Pharmacological manipulation of lysosome membrane integrity or ionic movements is a key strategy for probing lysosomal involvement in cellular processes. However, we have found an unexpected inhibition of store-operated Ca²⁺ entry (SOCE) by these agents. Dipeptides [glycyl-L-phenylalanine 2-naphthylamide (GPN) and L-leucyl-L-leucine methyl ester] that are inducers of lysosomal membrane permeabilization (LMP) uncoupled endoplasmic reticulum Ca²⁺-store depletion from SOCE by interfering with Stim1 oligomerization and/or Stim1 activation of Orai. Similarly, the K⁺/H⁺ ionophore, nigericin, that rapidly elevates lysosomal pH, also inhibited SOCE in a Stim1-dependent manner. In contrast, other strategies for manipulating lysosomes (bafilomycin A1, lysosomal re-positioning) had no effect upon SOCE. Finally, the effects of GPN on SOCE and Stim1 was reversed by a dynamin inhibitor, dynasore. Our data show that lysosomal agents not only release Ca²⁺ from stores but also uncouple this release from the normal recruitment of Ca²⁺ influx.

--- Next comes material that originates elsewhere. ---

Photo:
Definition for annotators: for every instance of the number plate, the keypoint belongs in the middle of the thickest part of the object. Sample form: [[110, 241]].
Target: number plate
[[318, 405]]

溶酶体膜完整性或离子运动的药理学操作是探索溶酶体参与细胞过程的关键策略。然而，我们发现这些药剂对存储操作的 Ca ²⁺进入 (SOCE)有意外的抑制作用。二肽 [甘氨酰-L-苯丙氨酸 2-萘基酰胺 (GPN) 和 L-亮氨酰-L-亮氨酸甲酯] 是溶酶体膜透化 (LMP) 的诱导物，通过干扰 Stim1 寡聚化，从 SOCE 中分离出内质网 Ca ²⁺ -store 消耗和/或 Orai 的 Stim1 激活。同样，K ⁺ /H ⁺快速升高溶酶体 pH 值的离子载体尼日利亚菌素也以 Stim1 依赖性方式抑制 SOCE。相比之下，操纵溶酶体的其他策略（巴弗洛霉素 A1，溶酶体重新定位）对 SOCE 没有影响。最后，GPN 对 SOCE 和 Stim1 的影响被动力蛋白抑制剂 dynasore 逆转。我们的数据显示，溶酶体试剂不仅从储存中释放 Ca ²⁺，而且还将这种释放与 Ca ²⁺流入的正常募集分离。